2. The suit was governed by Article 10 of the Limitation Act, and was obviously within time. So far as the position of Durga, appellant, is concerned, it is true that he was impleaded as defendant to the suit after the lapse of one year from the date of the sale. But the claim against him is not of the nature contemplated by Article 10 of the Limitation Act. He was impleaded, not because he was a party to the sale in respect of which pre-emption was sought to be enforced, but because he had, by instituting a rival suit for pre-emption, rendered it necessary for the plaintiff Haidar Ali to pray in his suit for the declaration that he had a right of pre-emption preferential to that of the defendant Durga. Such a claim cannot be regarded as a claim for pre-emption, but a claim to establish a right to pre-empt the property in preference to a rival pre-emptor. In other words, the suit, so far as it relates to Durga, constituted a claim by one pre-emptor against another for determination of the question whether the plaintiff or the defendant had the better right to pre-empt the property. The claim was essentially declaratory in its nature, and there being no specific provision for such a claim in the Limitation Act, it was rightly held by the Lower Appellate Court to be governed by Article 120 of the Limitation Act,--the right to sue against Durga having accrued when the latter instituted his pre-emptive suit on the 4th of December 1883.

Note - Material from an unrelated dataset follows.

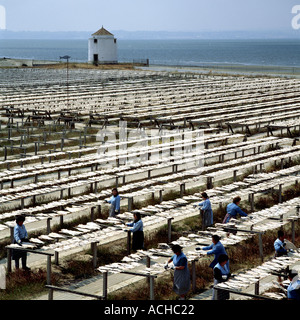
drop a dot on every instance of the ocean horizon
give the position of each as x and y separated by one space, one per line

3. But we are of opinion that the third ground of appeal has force. The learned pleaders for the parties admit that the record of the case is complete, and that, although Haidar Ali respondent's suit was disposed of by the Court of First Instance on a preliminary point, yet that Court did not exclude any evidence offered by the parties. Such being the case, we are of opinion that Section 562 of the Civil Procedure Code was not applicable, and the order of the Lower Appellate Court remanding the case for a second decision was opposed to the express provisions of Section 564 of the Code. We must therefore, whilst upholding the view of the Lower Appellate Court on the question of limitation, set aside the order of that Court, and direct it to dispose of the case itself on the merits, with reference to the issues raised by the pleadings of the parties. This view renders it unnecessary for us to dispose of the last ground of appeal, which relates to costs.
4. We decree this appeal, and, setting aside the order of the Lower Appellate Court so far as it relates to the suit of Haidar Ali, plaintiff-respondent, remand the case to that Court for disposal according to law. Costs to follow the result.